Recently, I was given the opportunity to design an event invitation for the Philadelphia on Stone book launch party on October 23 at The Library Company. As the party is an ode to the great lithography of the Victorian era, I played with styles and themes from the time period, namely Victorian photo-collage.
Victorian photo-collage is a whimsical combination of photography, printmaking, and painting popular in the family scrapbooks of aristocratic Victorian women in the mid to late 19th century. One would find a cut-out of a portrait, a head or a whole body, placed in a painted scene or combined with lithographs. The scene could be somewhat realistic such as a drawing of a parlor or garden, but often the scenes achieved a surrealistic quality and portraits were placed in fantastical settings where heads did not match bodies, gravity was not a law of physics, and inanimate objects took on a life of their own.

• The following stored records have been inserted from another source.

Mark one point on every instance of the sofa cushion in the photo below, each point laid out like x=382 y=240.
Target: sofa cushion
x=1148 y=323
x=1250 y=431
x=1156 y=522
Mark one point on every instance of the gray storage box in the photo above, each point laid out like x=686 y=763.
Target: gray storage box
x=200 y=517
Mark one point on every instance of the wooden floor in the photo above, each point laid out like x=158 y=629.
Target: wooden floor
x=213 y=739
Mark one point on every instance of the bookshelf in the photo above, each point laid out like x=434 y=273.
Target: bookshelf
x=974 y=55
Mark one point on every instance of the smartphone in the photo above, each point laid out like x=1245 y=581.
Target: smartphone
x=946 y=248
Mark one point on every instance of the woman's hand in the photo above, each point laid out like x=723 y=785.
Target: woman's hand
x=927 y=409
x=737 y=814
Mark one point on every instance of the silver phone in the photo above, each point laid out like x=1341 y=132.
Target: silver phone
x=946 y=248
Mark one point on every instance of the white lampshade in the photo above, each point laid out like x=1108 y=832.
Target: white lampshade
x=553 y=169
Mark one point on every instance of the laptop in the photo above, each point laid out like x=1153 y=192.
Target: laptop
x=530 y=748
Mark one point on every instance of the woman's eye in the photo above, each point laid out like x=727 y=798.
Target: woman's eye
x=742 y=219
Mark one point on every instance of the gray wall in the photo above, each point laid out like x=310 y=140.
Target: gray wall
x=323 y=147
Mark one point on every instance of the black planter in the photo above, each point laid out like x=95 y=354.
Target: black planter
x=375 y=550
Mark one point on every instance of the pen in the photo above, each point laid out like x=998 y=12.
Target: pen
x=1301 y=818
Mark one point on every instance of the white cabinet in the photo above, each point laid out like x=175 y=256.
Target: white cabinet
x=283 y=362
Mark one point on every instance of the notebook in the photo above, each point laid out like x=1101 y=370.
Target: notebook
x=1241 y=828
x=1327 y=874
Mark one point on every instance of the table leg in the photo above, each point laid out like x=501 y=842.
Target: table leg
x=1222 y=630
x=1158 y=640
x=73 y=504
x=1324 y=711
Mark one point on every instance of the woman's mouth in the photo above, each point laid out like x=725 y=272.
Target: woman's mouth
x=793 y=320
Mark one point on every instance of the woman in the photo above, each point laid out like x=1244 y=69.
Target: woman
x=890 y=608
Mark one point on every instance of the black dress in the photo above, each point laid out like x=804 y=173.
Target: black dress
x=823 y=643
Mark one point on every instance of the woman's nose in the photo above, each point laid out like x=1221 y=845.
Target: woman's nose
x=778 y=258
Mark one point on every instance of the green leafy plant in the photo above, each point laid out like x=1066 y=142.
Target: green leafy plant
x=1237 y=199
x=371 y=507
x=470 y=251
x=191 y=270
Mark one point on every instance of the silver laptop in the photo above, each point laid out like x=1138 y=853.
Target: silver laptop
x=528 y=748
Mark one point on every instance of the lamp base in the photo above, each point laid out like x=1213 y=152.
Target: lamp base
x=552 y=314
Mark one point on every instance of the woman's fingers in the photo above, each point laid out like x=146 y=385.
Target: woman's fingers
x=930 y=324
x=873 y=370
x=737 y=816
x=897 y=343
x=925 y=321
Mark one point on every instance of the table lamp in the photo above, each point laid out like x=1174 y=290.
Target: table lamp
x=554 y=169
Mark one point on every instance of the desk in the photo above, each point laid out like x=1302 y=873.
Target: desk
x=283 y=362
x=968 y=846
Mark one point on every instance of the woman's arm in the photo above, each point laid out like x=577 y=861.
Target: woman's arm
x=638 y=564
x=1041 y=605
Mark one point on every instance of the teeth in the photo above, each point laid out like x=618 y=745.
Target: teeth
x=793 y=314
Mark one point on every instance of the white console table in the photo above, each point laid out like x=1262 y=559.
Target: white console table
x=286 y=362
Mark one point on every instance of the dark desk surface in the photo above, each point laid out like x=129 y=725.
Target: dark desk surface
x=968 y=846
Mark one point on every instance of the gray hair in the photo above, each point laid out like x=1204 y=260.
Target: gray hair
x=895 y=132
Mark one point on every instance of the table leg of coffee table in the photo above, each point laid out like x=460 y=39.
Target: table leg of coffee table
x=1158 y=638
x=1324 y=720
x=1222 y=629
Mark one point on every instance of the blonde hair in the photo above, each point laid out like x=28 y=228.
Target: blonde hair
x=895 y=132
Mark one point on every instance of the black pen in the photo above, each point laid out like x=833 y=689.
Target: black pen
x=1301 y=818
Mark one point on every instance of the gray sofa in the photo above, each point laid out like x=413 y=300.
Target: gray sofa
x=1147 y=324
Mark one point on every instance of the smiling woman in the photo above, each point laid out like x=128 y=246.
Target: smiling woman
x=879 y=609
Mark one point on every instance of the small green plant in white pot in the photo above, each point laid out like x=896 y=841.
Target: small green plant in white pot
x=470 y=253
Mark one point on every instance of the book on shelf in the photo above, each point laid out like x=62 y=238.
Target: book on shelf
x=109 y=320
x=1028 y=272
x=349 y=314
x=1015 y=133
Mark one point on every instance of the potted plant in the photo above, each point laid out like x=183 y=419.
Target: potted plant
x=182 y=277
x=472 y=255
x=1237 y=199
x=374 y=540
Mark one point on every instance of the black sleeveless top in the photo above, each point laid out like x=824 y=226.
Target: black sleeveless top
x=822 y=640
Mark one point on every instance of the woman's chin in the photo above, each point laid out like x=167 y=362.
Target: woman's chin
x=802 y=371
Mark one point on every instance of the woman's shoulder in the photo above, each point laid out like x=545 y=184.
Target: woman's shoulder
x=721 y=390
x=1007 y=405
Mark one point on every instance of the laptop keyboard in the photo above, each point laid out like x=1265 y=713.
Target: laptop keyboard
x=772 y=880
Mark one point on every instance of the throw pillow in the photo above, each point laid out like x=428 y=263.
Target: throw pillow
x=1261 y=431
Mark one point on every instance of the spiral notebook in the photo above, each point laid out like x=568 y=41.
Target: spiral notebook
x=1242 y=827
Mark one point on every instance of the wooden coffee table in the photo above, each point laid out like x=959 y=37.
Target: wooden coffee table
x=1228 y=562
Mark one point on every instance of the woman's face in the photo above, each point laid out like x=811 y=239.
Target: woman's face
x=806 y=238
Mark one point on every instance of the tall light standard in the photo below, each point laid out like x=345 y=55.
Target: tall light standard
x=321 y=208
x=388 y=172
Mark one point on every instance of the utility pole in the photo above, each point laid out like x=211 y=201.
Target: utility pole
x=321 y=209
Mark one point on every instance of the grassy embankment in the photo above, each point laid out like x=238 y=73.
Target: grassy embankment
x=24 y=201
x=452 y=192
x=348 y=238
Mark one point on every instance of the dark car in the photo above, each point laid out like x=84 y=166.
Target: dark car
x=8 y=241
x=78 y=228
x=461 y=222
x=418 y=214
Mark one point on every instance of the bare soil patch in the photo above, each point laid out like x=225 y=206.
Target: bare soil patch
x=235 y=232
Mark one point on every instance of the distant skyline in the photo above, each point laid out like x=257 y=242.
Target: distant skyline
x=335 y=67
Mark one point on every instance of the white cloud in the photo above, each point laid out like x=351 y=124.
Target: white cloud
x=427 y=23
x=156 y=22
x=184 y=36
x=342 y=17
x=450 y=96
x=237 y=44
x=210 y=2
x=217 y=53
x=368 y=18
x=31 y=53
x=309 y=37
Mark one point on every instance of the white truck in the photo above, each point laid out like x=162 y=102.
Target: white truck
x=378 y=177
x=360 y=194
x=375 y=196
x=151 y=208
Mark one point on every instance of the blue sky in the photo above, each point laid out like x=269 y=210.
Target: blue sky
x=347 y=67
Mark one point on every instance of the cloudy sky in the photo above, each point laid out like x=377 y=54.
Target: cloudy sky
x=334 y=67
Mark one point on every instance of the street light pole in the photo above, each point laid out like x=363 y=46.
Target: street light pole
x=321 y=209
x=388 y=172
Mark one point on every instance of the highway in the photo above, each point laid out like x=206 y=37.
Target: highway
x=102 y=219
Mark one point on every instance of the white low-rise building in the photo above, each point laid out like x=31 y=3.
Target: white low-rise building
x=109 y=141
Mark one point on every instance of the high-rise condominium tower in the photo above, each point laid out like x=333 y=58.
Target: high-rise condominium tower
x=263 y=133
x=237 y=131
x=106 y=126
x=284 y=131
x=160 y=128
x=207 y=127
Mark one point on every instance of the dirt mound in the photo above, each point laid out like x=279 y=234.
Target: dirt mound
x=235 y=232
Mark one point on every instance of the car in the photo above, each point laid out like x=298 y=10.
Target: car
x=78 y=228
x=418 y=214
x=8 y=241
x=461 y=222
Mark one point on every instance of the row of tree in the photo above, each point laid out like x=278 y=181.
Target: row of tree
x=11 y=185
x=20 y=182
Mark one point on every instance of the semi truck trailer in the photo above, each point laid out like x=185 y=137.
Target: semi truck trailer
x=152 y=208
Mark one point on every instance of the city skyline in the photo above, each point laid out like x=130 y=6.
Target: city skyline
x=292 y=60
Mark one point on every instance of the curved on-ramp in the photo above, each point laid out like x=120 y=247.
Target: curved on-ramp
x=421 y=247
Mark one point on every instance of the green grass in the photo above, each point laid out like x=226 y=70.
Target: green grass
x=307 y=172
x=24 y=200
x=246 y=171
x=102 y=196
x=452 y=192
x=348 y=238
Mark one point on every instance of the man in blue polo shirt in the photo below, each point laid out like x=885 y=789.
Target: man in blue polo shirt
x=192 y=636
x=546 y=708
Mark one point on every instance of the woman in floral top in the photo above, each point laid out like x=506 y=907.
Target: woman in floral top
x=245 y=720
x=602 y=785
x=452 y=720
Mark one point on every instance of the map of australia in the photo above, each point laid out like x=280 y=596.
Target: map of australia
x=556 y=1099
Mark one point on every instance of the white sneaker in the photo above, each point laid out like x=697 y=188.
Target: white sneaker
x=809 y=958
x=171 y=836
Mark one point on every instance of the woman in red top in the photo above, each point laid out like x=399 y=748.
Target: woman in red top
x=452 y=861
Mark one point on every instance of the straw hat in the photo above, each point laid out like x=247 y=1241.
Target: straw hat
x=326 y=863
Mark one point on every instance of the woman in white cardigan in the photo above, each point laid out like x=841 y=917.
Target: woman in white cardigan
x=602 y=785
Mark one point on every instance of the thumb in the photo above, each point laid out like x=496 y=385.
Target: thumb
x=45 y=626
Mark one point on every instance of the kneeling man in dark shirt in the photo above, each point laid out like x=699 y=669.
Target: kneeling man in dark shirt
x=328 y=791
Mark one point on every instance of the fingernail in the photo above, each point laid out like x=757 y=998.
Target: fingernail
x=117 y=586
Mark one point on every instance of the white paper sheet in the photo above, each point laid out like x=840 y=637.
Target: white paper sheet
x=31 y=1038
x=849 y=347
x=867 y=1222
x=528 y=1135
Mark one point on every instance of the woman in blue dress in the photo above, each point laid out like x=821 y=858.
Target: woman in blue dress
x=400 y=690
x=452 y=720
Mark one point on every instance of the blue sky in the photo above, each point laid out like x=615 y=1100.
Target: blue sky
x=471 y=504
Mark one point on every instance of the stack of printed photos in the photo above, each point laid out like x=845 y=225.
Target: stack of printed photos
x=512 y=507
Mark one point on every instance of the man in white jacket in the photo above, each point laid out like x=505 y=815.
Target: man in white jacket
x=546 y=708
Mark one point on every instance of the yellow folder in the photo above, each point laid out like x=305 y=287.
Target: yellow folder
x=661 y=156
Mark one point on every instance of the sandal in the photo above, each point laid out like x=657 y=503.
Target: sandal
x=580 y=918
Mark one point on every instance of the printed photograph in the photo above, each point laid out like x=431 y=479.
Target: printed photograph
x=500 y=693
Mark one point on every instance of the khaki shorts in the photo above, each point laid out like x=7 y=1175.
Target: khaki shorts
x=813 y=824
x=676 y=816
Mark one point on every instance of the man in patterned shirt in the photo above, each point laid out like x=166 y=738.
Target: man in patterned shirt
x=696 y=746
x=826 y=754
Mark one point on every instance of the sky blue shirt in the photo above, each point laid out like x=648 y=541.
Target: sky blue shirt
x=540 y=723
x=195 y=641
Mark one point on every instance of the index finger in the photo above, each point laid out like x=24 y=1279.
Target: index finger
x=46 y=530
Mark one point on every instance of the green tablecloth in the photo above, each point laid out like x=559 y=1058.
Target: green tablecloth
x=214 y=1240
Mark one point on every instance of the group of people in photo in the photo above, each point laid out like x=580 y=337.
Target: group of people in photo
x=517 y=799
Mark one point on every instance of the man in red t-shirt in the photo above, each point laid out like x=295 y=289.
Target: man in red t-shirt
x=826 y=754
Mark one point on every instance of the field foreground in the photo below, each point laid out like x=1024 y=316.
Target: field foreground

When putting together the invitation, I decided to take a more straightforward approach. I created a digital collage using the photographic heads of prolific lithographers and pen and ink drawings of their bodies, the library setting, and the lithograph press. I can see why the practice was so popular because once I combined the first photograph with my drawing I could not help but smile and laugh. In an era where a photograph could not capture a smile due to the long exposures needed, the whimsy of Victorian photo-collage brought a cheerful element of play that was lacking into family albums.